H5N1 Transmission in Ferrets
By Amesh A. Adalja, MD, FACP, May 11, 2012
Fears of an impending H5N1 influenza pandemic have existed since the first cases of human infection appeared 15 years ago. A pandemic could occur only if the virus acquired mutations that made it more adept at transmission among humans. Two recent and controversial studies have raised the spectre of increased mammalian droplet transmissibility. Now, after prolonged international debate about the biosecurity concerns posed by these studies of genetically modified H5N1 influenza viruses, the first paper, by Yoshihiro Kawaoka and team, has been published by Nature (online, May 2, 2012).

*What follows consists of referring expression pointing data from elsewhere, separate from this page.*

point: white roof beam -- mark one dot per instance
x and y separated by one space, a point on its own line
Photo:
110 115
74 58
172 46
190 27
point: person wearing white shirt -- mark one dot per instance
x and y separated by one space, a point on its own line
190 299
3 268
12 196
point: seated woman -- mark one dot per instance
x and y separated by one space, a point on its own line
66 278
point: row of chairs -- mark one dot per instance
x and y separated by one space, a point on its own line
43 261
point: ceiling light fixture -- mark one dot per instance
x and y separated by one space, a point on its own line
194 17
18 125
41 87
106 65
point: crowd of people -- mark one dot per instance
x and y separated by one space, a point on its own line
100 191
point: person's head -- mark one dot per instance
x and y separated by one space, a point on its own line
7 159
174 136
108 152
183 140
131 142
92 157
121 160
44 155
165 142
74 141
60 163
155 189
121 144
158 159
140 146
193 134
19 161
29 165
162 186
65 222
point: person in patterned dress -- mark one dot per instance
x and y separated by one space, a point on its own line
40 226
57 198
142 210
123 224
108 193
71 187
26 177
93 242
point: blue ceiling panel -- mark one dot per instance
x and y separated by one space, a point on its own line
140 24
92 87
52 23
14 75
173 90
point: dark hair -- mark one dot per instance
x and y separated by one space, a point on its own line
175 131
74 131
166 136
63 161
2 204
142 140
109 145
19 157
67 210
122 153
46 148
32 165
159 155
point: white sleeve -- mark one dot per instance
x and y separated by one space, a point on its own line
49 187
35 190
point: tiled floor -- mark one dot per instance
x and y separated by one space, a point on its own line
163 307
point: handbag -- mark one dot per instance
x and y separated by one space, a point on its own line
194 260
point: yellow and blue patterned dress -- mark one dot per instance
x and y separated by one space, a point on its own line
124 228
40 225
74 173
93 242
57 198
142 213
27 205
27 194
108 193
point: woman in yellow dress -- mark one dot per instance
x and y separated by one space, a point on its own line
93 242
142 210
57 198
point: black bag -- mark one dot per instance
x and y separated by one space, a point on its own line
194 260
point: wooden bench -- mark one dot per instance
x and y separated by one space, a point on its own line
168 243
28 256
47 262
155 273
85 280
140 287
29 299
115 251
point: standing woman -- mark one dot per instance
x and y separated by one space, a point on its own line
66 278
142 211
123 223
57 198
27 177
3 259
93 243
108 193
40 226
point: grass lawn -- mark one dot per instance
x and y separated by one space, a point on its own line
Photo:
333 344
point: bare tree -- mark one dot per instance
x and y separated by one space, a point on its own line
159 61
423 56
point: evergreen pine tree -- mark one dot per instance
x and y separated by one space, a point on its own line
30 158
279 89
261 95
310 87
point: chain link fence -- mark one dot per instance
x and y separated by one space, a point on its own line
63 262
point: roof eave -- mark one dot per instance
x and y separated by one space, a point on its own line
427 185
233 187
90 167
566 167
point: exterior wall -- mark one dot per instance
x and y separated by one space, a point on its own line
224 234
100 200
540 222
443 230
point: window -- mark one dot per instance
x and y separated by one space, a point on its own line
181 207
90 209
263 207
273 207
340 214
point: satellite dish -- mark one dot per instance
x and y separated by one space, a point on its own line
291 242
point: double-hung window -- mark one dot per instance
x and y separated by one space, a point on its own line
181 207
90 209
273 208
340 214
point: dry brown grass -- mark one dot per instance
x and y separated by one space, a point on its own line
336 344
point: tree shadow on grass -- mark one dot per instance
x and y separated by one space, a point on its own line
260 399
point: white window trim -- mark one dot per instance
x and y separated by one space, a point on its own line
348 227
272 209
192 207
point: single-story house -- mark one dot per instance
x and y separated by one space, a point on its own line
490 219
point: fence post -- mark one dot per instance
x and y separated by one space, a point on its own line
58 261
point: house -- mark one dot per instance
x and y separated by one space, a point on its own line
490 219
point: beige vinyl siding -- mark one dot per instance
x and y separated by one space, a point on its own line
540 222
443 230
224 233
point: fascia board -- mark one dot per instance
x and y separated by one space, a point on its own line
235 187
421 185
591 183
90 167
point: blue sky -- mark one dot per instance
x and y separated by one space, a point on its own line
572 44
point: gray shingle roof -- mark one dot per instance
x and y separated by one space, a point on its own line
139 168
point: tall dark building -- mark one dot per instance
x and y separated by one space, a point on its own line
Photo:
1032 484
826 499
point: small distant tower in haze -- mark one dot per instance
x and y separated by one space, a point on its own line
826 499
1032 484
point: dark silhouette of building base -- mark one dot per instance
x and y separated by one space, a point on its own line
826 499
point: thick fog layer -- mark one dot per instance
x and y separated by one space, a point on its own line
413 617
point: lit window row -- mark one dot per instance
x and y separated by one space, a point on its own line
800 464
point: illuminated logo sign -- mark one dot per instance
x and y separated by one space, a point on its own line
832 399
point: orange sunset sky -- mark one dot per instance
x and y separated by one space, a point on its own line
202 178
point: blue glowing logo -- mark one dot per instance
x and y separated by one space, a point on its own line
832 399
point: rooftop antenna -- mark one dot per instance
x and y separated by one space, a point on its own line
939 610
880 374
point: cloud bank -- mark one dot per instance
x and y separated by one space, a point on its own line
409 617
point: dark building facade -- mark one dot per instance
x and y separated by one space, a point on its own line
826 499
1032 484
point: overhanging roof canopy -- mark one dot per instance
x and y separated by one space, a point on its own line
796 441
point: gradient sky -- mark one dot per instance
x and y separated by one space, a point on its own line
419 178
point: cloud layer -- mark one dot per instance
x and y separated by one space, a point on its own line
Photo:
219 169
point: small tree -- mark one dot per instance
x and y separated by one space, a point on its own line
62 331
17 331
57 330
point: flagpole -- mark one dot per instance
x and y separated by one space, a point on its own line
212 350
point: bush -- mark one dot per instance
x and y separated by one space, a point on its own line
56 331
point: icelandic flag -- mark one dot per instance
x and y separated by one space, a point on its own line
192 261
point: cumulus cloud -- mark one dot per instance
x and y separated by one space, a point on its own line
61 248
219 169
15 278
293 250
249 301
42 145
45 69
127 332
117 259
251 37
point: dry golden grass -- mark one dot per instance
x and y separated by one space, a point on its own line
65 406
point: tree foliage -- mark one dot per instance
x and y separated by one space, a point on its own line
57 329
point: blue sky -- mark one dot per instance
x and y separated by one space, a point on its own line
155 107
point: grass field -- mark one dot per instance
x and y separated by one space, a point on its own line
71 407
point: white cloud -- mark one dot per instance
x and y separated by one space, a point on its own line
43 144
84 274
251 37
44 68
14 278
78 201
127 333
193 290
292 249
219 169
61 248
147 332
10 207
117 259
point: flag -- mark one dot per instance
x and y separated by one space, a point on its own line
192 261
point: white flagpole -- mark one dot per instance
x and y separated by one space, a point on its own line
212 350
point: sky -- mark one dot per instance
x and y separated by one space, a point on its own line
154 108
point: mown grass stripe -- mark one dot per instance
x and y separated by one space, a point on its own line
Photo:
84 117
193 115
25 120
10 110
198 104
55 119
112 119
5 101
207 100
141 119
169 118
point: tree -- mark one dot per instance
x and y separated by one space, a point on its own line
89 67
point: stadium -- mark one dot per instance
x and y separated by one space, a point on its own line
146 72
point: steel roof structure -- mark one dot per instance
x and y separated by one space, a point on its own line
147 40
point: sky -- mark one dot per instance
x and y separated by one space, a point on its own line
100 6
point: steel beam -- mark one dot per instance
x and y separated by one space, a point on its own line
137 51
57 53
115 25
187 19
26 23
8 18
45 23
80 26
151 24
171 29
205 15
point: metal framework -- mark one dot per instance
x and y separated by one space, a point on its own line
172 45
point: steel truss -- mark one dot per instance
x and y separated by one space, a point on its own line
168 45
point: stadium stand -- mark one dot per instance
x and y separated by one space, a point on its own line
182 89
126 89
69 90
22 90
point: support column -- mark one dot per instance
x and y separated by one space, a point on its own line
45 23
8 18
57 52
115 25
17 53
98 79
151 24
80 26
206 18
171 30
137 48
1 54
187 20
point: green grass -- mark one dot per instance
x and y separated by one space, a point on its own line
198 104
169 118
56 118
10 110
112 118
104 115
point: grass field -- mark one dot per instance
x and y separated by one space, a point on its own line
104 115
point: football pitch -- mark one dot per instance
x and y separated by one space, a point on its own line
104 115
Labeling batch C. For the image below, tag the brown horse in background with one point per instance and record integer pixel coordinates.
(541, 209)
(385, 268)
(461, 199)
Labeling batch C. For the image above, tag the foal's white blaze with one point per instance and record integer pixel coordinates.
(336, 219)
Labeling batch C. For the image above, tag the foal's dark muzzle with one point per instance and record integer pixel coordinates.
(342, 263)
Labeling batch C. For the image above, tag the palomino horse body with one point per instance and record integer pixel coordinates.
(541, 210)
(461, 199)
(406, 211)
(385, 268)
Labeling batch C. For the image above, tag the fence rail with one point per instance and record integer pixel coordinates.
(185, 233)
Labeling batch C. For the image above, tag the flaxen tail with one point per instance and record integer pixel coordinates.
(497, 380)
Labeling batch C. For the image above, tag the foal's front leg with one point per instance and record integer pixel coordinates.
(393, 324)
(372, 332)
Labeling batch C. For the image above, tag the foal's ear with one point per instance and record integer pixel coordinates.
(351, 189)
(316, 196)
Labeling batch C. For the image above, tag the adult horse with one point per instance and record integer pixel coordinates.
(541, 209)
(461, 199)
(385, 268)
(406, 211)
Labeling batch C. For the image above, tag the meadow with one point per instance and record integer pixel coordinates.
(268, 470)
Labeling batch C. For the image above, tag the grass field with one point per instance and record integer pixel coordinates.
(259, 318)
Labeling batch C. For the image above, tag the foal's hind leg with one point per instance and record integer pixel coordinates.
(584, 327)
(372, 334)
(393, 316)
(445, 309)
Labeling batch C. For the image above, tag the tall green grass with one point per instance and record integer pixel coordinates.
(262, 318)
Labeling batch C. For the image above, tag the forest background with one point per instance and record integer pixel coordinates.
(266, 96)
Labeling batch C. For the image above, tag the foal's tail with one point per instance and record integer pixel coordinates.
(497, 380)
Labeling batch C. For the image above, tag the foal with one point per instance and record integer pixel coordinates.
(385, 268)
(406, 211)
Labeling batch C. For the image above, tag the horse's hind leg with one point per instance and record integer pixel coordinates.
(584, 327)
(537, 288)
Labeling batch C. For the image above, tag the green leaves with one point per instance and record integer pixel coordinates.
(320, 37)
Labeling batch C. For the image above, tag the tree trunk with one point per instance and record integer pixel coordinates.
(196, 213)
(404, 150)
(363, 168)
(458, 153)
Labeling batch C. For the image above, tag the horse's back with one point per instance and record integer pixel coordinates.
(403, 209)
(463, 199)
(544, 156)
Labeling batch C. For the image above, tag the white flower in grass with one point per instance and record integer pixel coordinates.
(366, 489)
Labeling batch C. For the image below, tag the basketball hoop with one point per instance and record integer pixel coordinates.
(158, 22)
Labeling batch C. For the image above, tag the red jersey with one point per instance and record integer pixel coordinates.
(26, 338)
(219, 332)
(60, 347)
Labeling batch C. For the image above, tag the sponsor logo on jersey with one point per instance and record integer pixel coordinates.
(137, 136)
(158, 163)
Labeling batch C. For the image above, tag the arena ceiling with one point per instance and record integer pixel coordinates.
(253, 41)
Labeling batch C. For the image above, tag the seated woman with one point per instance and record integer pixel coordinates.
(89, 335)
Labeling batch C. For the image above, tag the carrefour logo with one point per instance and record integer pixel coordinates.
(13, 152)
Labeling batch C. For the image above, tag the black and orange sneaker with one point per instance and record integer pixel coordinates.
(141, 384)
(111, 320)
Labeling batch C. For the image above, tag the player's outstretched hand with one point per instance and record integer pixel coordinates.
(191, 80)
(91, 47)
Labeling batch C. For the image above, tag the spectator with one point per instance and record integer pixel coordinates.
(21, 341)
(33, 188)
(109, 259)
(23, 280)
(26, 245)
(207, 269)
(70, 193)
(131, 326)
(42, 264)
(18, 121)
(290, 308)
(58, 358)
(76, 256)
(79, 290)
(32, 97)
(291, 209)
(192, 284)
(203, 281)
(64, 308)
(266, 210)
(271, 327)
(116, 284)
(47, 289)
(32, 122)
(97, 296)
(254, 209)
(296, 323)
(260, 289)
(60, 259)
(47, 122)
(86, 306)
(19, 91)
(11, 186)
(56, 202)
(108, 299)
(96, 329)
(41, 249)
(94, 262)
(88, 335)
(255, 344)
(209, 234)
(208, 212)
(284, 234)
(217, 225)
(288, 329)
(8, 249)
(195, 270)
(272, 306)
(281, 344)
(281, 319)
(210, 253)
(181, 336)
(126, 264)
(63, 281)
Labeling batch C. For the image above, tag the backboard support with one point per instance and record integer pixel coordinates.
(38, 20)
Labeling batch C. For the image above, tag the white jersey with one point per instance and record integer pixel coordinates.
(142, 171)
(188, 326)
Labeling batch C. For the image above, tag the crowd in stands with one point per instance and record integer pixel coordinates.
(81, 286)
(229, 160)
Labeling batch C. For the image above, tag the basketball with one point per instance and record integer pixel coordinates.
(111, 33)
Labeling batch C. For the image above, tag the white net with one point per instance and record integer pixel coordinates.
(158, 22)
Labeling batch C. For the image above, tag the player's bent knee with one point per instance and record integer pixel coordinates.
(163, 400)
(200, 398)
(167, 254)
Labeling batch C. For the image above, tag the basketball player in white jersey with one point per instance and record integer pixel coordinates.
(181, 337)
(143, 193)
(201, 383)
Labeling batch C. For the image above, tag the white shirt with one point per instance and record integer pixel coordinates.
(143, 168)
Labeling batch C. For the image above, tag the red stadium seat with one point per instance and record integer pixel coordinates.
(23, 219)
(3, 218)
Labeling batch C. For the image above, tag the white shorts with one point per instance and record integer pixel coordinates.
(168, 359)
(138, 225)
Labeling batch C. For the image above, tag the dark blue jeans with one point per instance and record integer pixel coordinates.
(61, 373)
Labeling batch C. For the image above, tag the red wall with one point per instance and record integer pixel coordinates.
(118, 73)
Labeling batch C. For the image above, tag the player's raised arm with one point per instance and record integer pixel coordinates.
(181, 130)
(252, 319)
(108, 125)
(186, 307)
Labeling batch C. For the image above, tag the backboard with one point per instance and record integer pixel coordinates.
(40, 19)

Focus on HA Binding Domain
One of the factors that restricts the host range of H5N1 is the predilection of the viral hemagglutinin globular head to bind host sialic acid linked to galactose by an α2,3 linkage. The α2,3 linkage is found in avian species; the α2,6 linkage is found in mammals. Using the GeneMorph II kit and working in a BSL-2 containment setting, Kawaoka and colleagues introduced random mutations into the binding region of the HA gene in an H5N1 virus in which the polybasic HA cleavage sequence was removed. They recovered 370 viruses with a preference for the α2,6 linkages needed for optimal human adaptation and 9 isolates that were used for more detailed experimentation and characterization.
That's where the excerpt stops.